Nochmal - ich bin Stolz auf uns - ob dieser Überzeugungen.Die Kosten in der Altenpflege könnten auch in normalen Größenordnungen liegen, wenn man die Pflege und nicht die ganzen Vorstände und andere Gewinnler bezahlen würde.

Wenn die Dame misshandelt oder ausgebeutet werden würde, dann wäre es Deine Pflicht, so etwas zu melden. Aber wie Du schreibst, fühlt sie sich bei dieser Pflege sehr wohl. Also hat es Dich in diesem Fall gar nichts anzugehen. Lass ihr diese Pflege, Du kannst das Ganze ja notfalls aus dem Abstand heraus ein wenig unter Beobachtung halten.
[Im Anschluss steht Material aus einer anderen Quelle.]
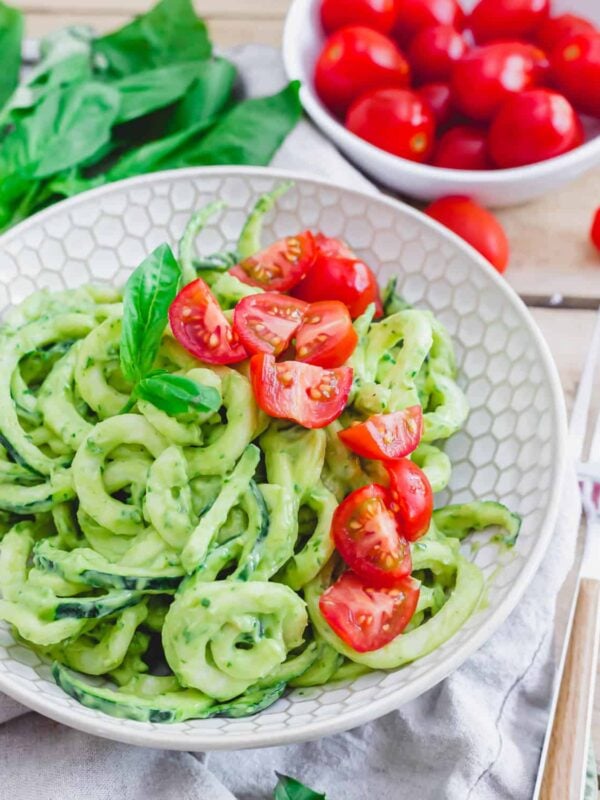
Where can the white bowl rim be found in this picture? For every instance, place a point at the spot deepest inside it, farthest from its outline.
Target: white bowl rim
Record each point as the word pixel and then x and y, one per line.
pixel 469 178
pixel 141 733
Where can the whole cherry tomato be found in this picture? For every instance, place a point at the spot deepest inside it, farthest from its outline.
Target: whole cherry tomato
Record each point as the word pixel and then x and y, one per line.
pixel 475 225
pixel 485 76
pixel 533 126
pixel 396 120
pixel 494 20
pixel 462 147
pixel 433 51
pixel 414 15
pixel 555 30
pixel 379 15
pixel 576 70
pixel 354 61
pixel 439 98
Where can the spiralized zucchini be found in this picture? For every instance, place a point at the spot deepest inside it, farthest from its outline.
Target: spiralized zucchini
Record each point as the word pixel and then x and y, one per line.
pixel 204 537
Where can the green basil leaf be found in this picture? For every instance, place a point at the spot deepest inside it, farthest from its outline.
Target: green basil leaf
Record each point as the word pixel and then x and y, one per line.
pixel 11 35
pixel 171 32
pixel 175 394
pixel 290 789
pixel 149 292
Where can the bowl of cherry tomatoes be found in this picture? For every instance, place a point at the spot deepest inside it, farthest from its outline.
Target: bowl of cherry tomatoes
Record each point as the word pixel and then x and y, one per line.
pixel 495 99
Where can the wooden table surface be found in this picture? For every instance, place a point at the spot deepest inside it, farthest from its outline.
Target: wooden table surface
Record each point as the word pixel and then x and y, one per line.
pixel 551 252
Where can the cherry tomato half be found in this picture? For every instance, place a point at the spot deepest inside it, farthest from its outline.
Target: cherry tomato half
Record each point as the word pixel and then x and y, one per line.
pixel 396 120
pixel 386 436
pixel 533 126
pixel 576 70
pixel 281 266
pixel 379 15
pixel 366 618
pixel 411 498
pixel 311 396
pixel 200 326
pixel 267 322
pixel 339 275
pixel 326 337
pixel 555 30
pixel 433 51
pixel 475 225
pixel 462 147
pixel 494 20
pixel 354 61
pixel 485 76
pixel 414 15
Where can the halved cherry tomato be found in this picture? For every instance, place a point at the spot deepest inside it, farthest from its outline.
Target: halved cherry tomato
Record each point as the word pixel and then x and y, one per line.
pixel 475 225
pixel 379 15
pixel 200 326
pixel 354 61
pixel 326 337
pixel 494 20
pixel 533 126
pixel 386 436
pixel 366 536
pixel 266 323
pixel 486 76
pixel 281 266
pixel 366 618
pixel 411 498
pixel 338 274
pixel 311 396
pixel 433 52
pixel 576 70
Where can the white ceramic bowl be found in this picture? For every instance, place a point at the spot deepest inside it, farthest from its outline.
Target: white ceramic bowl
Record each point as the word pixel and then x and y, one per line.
pixel 512 447
pixel 302 42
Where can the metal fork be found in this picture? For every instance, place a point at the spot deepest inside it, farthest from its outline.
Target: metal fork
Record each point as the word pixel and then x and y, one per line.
pixel 565 753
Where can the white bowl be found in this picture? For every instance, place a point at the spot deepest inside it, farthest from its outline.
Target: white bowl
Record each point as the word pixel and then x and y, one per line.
pixel 302 42
pixel 512 448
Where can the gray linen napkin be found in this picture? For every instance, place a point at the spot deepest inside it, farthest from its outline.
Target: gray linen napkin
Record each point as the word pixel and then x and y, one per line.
pixel 476 736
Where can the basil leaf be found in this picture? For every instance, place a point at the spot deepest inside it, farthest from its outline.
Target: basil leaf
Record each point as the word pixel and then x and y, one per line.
pixel 11 35
pixel 149 292
pixel 175 394
pixel 290 789
pixel 169 33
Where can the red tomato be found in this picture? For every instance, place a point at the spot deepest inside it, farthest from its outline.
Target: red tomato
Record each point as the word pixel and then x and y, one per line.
pixel 433 51
pixel 462 147
pixel 200 326
pixel 439 98
pixel 533 126
pixel 485 76
pixel 475 225
pixel 595 231
pixel 367 618
pixel 555 30
pixel 386 436
pixel 493 20
pixel 414 15
pixel 354 61
pixel 280 266
pixel 379 15
pixel 411 498
pixel 266 323
pixel 339 275
pixel 311 396
pixel 396 120
pixel 326 338
pixel 576 70
pixel 366 535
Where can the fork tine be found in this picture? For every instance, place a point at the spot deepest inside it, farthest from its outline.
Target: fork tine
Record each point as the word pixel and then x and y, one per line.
pixel 583 398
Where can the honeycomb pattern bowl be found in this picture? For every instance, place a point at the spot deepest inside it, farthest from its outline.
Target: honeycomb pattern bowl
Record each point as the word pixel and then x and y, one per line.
pixel 512 448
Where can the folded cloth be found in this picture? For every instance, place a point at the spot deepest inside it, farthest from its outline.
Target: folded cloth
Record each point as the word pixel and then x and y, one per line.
pixel 476 736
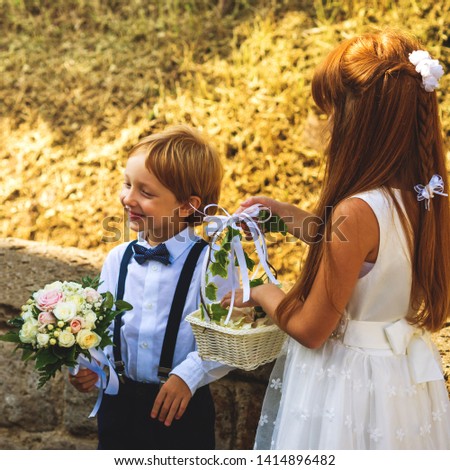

Ohne die Hilfen aus dem Ostblock, wären wir garnicht in der Lage, die Hilfen im Haushalt, entweder stundenweise oder 24 Stunden zu bewältigen. Auserdem dürfen die, so viel ich weis 3 Monate zur Aushilfe, hier tätig sein. Finde im deutschen Land Hilfe im Haushalt für 24 Stunden. Ic begrüsse sowas.

Da die alte Dame sich gut versorgt fühlt würde ich darüber hinwegsehen. Habe selbst schlimme Sachen erlebt in Bezug auf die Pflege meiner Mutter und wäre froh und glücklich gewesen mit so einer illegalen Pflegerin. Da es hier um die Versorgung eines Menschen geht, würde ich in Deiner Stelle darüber hinwegsehen, nur immer mal wieder ein Auge darauf haben ob es der Nachbarin auch weiterhin gutgeht.

Mal vorbeischauen, fragen, ob sie etwas braucht. LG

@Bruno

ja und somit Eindrücke erhalten, zum Wohle der alten Frau ,die in fremde Hände ist.Wie schlimm , wenn man alt.

Haben Sie eine Alternative für die Frau? Wenn Sie genügend Zeit haben und so sehr an ihr interessiert sind, dann helfen Sie ihr doch, dann braucht sie auch keine halblegale Hilfe. Allein daß Sie hier diese Frage stellen, wirft nicht gerade ein freundliches Licht auf Sie.